Maar zomaar de plaats innemen van Koen zal niet lukken. Als debutant
word je afgemeten aan je voorganger en daar kan je in dit geval nooit
goed uitkomen. Zo werkt het niet in de pers. Er zal iemand moeten komen
die iets nieuws ontwikkelt. Er komt gewoon vroeg of laat een nieuwe
stem. Punt. Zo gaat dat.’
Voor
wie zich geroepen voelt: er staat een vacature open bij De Tijd, al
hebben ze die niet zó duidelijk gepubliceerd.

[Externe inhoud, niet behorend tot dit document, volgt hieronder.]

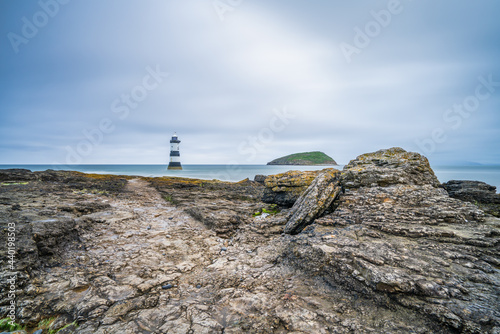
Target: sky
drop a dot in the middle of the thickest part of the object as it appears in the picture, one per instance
(247, 81)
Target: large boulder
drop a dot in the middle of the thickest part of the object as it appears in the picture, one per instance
(389, 166)
(285, 188)
(397, 237)
(317, 198)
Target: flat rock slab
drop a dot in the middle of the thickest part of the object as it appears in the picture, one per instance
(314, 201)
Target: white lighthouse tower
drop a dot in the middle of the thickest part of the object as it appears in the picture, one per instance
(175, 157)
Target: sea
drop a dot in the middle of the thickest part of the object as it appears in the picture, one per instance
(485, 173)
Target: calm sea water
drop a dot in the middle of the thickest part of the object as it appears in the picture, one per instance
(488, 174)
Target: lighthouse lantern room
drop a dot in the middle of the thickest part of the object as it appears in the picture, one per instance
(175, 157)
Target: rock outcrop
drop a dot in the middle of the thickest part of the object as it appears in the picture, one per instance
(398, 237)
(315, 200)
(476, 192)
(388, 167)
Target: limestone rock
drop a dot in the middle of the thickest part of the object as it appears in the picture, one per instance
(389, 166)
(314, 201)
(285, 188)
(397, 238)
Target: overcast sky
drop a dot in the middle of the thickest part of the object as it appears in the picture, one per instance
(244, 82)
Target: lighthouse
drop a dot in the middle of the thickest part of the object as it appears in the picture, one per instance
(175, 157)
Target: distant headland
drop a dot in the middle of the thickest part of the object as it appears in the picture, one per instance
(305, 158)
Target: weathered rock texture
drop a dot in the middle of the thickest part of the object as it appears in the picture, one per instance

Je kan beginnen met
Kaaimans columns te waarderen, maar ondertussen is de wereld vandaag een
beetje droever geworden…
Winny Matheeussen
*
NA GESCHRIJFSEL
*
Om samen te vatten….
…..’Uit zijn columns bleek vaak hoe verweven die verschillende universa zijn’.
-
‘De meeste mensen begonnen destijds aan hun Knack met de laatste twee pagina’s’…
HOE IN ’S HEMELS NAAM KAN HIER ZO MAAR EEN VAN MIJN EIGEN SLECHTE GEWOONTES TE GRABBEL GEGOOID WORDEN?????